David’s talk was couched in “Leadership in Extreme Situations.” David made every attempt to relate high altitude climbing to the family business context, and in this regard there are a number of eerie similarities. There was a strong parallel between spending countless days in close quarters with people that you may or may not have chosen to be with and with whom you will entrust your life to in numerous unforeseen scenarios. The most striking similarity however was David’s observation that what kills teams and plans is ultimately ego and selfishness.
The most critical element to successful mountaineering is planning. Consider attempting to climb the world’s highest mountain with 50-75 people, many of whom you do not even know, and then film that experience at the same time. The IMAX camera used on Everest weighed over 40 pounds; the tripod and head weighed an additional 75 pounds. When this was filmed in 1996, each roll of film weighed 10 pounds and lasted all of 90 seconds. In an environment where climbers are known to shed objects as small as a pencil to save on weight, imagine planning to haul all that equipment, feed all those people and still return home safely.
In climbing, as in family business, often violent storms arise. When I saw Breashears, he was still physically weak from having spent 40 days at the Base Camp of K2 waiting out the melting snows so he and his team could photograph glacier movement and retreat; an endeavor that he has been documenting over the last 20 years. The original plan was to spend 15 days there. Reflect for a moment on the resources, coordination and legalities that come into play when your project runs more than three times over the original plan. Always allow for “wiggle room” as David called it. In extreme situations, leaders implore their cohort to never lose site of the goal and to continue to take care of each other. Breashear’s team accomplished what they set out to do with the necessary photos and data collected on the glaciers of K2. David then trekked 30, 29 and 31 miles on successive days to make it back to NYC to deliver the keynote on time that evening.
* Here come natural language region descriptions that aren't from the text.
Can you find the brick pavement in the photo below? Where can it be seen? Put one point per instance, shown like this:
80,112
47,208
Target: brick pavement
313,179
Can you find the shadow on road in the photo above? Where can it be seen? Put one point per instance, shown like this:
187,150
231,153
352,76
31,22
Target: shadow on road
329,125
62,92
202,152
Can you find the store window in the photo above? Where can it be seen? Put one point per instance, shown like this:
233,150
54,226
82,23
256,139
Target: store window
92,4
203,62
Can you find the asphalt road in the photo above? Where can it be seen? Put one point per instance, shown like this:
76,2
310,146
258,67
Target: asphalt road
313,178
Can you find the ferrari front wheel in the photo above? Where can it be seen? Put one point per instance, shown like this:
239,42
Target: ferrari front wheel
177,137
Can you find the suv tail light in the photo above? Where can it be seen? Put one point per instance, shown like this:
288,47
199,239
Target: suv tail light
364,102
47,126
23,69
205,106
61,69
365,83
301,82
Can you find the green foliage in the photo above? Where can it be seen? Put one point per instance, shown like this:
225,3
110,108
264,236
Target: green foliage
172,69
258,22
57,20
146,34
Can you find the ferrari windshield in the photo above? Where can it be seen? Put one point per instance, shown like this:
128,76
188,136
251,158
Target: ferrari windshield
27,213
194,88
The IMAX mission intercepted with that fateful summer on Everest when eight climbers lost their lives. The events that unfolded on the mountain are chronicled in harrowing detail in Jon Krakauer’s book “Into Thin Air.” Within sight of the summit at the South Col, Breashears and his team noticed approximately 60 climbers and four teams making their way towards the pinnacle. Fearing this onslaught would jeopardize their own goal of filming the summit in its pristine beauty, Breashears ordered his crew to retreat to Base Camp to let the rush of “tourists” pass. While this may have struck a temporary blow to the morale of his team, Breashears reminded them of their commitment to the ultimate goal, and how momentum can often be a dangerous thing if not balanced from time to time with a good dose of reality.
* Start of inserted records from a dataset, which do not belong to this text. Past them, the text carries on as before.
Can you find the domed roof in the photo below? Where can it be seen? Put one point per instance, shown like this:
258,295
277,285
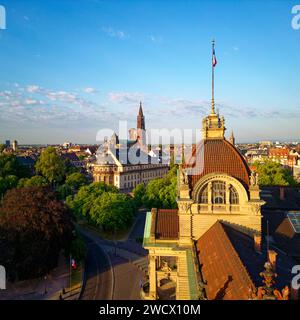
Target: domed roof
217,156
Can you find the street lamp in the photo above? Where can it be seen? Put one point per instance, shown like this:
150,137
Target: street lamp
45,278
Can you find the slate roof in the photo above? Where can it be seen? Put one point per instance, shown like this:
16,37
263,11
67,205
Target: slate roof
167,224
218,156
230,265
The lasting and most important message that was shared that evening was the need for humility and respect. In extreme climbing, people die because they do not know their limits. While on Everest at the South Col just prior to the summit push, David was faced with having to tell one climber that she would have to turn back because of her deteriorating condition. Reaching the summit, many climbers fail to remember, is only half of the climb. Getting up the mountain is optional, while getting down is mandatory. During the IMAX expedition, the team was able to complete the mission and send back amazing footage of Everest that is still being viewed today. The ability to complete the task despite the hardships endured was tantamount to claiming a small moral victory amidst the devastation that had been witnessed.
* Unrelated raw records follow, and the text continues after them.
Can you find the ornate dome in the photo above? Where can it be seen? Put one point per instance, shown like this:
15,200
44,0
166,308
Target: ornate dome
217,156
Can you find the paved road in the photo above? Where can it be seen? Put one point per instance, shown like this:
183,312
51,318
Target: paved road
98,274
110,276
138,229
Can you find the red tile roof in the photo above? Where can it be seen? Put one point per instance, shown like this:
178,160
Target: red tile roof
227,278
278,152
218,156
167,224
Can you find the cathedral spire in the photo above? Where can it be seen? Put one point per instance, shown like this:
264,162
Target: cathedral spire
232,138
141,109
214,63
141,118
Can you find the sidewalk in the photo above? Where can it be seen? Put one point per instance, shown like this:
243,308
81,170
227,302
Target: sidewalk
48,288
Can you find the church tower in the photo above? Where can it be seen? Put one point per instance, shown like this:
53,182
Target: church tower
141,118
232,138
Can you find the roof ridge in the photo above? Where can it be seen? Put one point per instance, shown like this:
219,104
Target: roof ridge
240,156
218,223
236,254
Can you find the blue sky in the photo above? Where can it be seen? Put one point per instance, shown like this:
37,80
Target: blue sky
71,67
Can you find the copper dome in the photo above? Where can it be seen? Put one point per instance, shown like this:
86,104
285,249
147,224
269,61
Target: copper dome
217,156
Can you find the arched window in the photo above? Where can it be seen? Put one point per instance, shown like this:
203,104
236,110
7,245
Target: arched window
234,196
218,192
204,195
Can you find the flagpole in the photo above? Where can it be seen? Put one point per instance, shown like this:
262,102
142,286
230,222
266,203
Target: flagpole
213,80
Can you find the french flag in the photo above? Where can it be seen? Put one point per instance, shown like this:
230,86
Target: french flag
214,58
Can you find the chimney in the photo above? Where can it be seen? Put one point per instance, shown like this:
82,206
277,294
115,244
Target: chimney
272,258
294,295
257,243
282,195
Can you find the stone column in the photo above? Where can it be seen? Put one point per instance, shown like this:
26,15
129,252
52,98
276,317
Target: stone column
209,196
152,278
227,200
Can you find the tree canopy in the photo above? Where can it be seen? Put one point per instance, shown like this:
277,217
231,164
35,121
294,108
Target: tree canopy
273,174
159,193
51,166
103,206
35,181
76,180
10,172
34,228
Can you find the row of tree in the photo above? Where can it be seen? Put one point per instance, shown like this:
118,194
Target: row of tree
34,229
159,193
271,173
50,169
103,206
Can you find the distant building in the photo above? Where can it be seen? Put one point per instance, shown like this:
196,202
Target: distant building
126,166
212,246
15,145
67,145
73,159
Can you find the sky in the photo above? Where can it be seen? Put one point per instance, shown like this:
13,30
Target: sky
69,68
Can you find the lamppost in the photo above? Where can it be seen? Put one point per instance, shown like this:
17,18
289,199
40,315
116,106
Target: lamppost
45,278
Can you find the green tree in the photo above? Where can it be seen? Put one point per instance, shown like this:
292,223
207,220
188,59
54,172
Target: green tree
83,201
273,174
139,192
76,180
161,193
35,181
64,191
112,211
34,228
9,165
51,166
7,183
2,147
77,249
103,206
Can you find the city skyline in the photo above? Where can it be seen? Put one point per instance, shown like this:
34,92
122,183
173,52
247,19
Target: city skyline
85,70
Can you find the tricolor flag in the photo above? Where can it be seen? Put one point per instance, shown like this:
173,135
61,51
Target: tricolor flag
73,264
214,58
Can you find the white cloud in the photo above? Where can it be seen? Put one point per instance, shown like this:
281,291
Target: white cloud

The lessons that David shared continue to resonate for me when viewed through a family business and leadership lens. First, clearly state the goal and stick to it. Communicate that goal throughout the team incessantly to keep everyone moving in the same direction. Next, know your limits; how many succession plans are never written because the owner has no plans to leave or better yet, die? Momentum can be dangerous; often planning is a nonissue when business is thriving or people are young and healthy. Getting up the mountain is optional, getting down is mandatory; to this end I would argue that transitioning the business is ultimately more important than keeping the family in it. Too often the goal of preserving the family legacy outweighs the more important goal of business continuity. Finally, selfishness is what eventually kills teams and derails goals; humility and respect will take you further in your climb than arrogance and hubris. Asking a fellow climber to turn back within sight of the summit is akin to tackling those difficult family discussions which deal with critical decisions, family legacies and ultimately our own mortality.